Watching the 2019 Lion King will make you wish you rather watched the 1994 version instead. You’ll be able to deliver it line by line depending on how many times you’ve seen the first movie. Hell, it’s impossible to spoil it. And perhaps it’s because of this almost CTRL-C portrayal that this movie loses its heart.
Watching the Lion King 2019 will make you wish you rather watched the 1994 version instead
I’d have loved a slightly different plot line. What if Mufasa didn’t die in the stampede? What if it were the hyenas that killed the king?
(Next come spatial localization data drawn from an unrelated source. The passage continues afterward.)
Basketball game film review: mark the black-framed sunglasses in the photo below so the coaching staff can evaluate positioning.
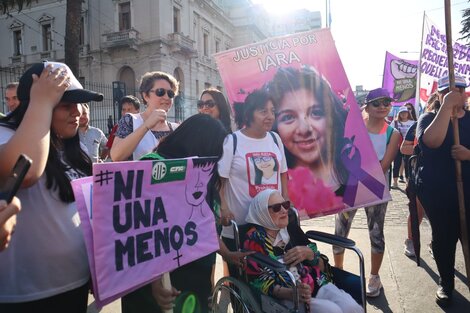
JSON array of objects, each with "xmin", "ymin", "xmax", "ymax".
[
  {"xmin": 370, "ymin": 99, "xmax": 391, "ymax": 108},
  {"xmin": 197, "ymin": 100, "xmax": 216, "ymax": 109},
  {"xmin": 150, "ymin": 88, "xmax": 175, "ymax": 99},
  {"xmin": 268, "ymin": 200, "xmax": 290, "ymax": 213}
]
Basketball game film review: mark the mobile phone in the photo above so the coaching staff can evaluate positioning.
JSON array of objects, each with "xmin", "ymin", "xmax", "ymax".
[{"xmin": 0, "ymin": 154, "xmax": 32, "ymax": 203}]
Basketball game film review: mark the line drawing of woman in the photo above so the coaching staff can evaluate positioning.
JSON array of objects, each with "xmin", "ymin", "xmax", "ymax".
[
  {"xmin": 252, "ymin": 154, "xmax": 279, "ymax": 185},
  {"xmin": 265, "ymin": 66, "xmax": 349, "ymax": 195}
]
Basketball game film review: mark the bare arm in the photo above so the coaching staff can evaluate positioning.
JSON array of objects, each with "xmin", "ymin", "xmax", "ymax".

I would’ve taken a different perspective from another animal too. A tale narrated by Zazu (voiced by John Oliver), or a deeper look at Nala and the remaining lionesses’ anguish and struggles after both Simba and Mufasa depart them.
So, same plot. Same characters. Almost exactly the same lines and songs. And similar plot. Just, more pixels. So why watch it?
I have to reiterate: it’s beautiful. You probably won’t see another live-action CGI movie that looks anything like this for a good while. But, while the technological advancements should be applauded, and regarded as brilliant, visuals and technology does age. The heart and soul of a movie doesn’t.
24 years later, and the 1994 Lion King is still as fresh and relevant as ever. Will the 2019 edition enjoy a similar legacy?
Ironically, after all those years of laughing at my parents for using this line, the 2019 Lion King is the perfect case of “they just don’t make things like they used to”.